When Romans arrived here, there was already a Celtic castro (settlement) on the exact spot on which the later medieval castle was built.
Ponferrada became central to the Romans for mining gold, silver, and tin in the area. Roman Ponferrada was destroyed by invading Visigoths and then again by invading North Africans.
The Camino built it up in the medieval times and pilgrims more easily crossed into town in the 11th century after the bishop Osmundo of Astorga commissioned an iron-reinforced bridge—pons ferrata—to cross the Sil and Boeza Rivers.
In the 12th century, Ponferrada came under the control and protection of the Templars.
An important part of Ponferrada’s sacred landscape, for both locals and for pilgrims, is the town’s patroness, Nuestra Señora de la Encina, Our Lady of the Oak, an important Black Madonna.
Encina is a particular kind of oak, the Holm oak, native to much of Spain and the native tree that you will find growing around churches and shrines throughout Spain.
(Have you noticed yet how many of the churches, chapels and shrines on the Camino you visited are surrounded by an oak grove? It’s no accident. A tree sacred to the Celts, including the Celtiberians who lived in this region, the oak has deep Druidic roots from the Iron Age and refashioned itself as a holy tree planted around churches in Christian Iberia.)
The legend of the Lady is that during the early years when the Templars were building their castle in Ponferrada, around CE 1200, they needed wood. A knight went out to the forest to chop down some oak for building.
As he was about to strike an oak’s trunk, it parted and a Byzantine carved image of Mary and Child appeared inside the trunk’s opening. The day the knight went out chopping wood is believed to have been September 8, the day Catholics celebrate Mary’s birth and feast day. Of course, he took the image back and had it installed in the church.
Nuestra Señora de la Encina’s image stands on the main altar in Ponferrada’s Iglesia de Santa María de la Encina. The sculpture on the altar dates to the 16th century and is not the original Oak Lady.
To both the Celts and the Christians in Iberia, oak represented strength and wisdom. In Christian lore it also defines longevity, enduring relationships, and unwavering faith in God. These are also central values in the Templar order.

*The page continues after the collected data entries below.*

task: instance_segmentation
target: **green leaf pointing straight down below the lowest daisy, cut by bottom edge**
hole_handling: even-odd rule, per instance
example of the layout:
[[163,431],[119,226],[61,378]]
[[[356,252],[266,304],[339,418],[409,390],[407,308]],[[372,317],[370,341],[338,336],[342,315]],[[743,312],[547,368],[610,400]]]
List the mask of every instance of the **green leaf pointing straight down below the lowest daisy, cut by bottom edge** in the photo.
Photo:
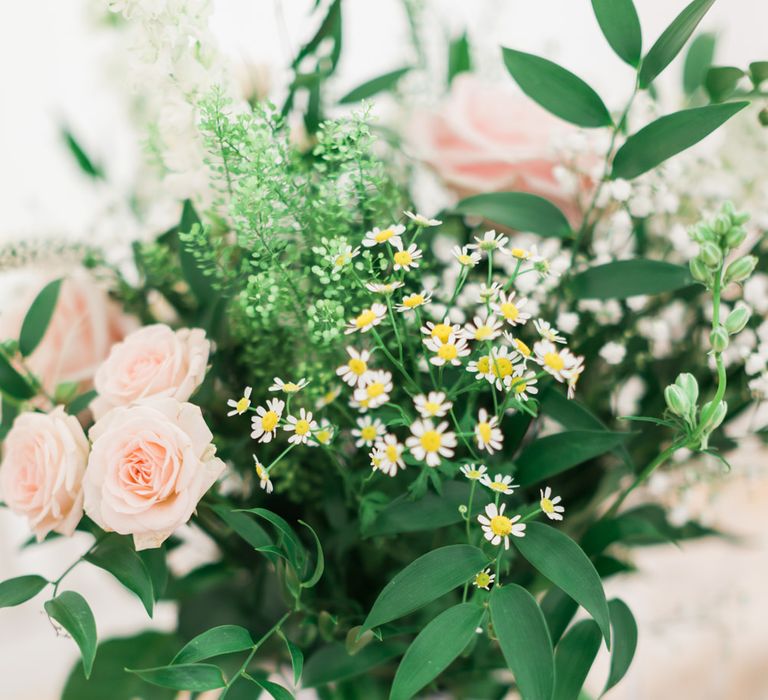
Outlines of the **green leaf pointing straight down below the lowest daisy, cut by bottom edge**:
[[523,700],[549,700],[555,686],[552,640],[535,598],[515,583],[495,586],[491,621]]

Templar Knights define the other attraction of Ponferrada. Their famous castle, the Castillo de los Templarios, remains surprisingly whole for a defensive structure built in the 13th century. The Templar castle was built over other ruins: a Visigothic fort, a Roman fort, and prior to all these, a Celtic castro.

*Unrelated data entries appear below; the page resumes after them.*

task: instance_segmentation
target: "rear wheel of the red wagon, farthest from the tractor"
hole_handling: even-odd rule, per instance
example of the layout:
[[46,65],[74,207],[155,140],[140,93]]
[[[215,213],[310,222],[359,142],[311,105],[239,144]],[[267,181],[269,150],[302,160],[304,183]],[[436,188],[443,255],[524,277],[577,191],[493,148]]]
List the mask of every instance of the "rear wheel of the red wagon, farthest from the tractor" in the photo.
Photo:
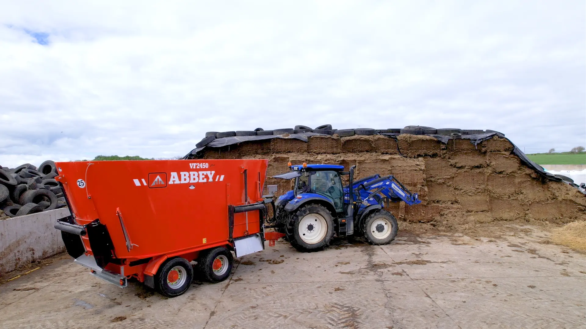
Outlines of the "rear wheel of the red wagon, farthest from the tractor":
[[156,289],[166,297],[176,297],[186,292],[193,279],[193,269],[185,258],[172,258],[156,274]]

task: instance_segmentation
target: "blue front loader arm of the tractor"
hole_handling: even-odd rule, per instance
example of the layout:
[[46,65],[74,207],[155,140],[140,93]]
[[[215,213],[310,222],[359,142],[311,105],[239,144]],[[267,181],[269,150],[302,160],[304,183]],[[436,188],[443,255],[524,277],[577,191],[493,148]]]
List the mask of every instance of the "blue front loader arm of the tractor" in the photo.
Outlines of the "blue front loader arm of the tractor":
[[384,196],[394,199],[400,198],[408,205],[419,204],[419,196],[417,193],[411,193],[400,181],[393,175],[384,177],[373,177],[371,180],[361,180],[355,185],[354,191],[360,195],[360,191],[369,191],[366,198],[372,197],[374,194],[382,193]]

Centuries-old tradition dictates that pilgrims arriving in Ponferrada visit the castle on their way to pay homage to Mary of the Oak in the Iglesia de Santa María de la Encina.
She is also the patroness of the entire Bierzo region (and this region’s incredible wine made form the Mencía grape…be sure to try a glass), wherein you now traverse, much the way Nuestra Señora del Camino is for León.
The Camino continues to Villafranca del Bierzo.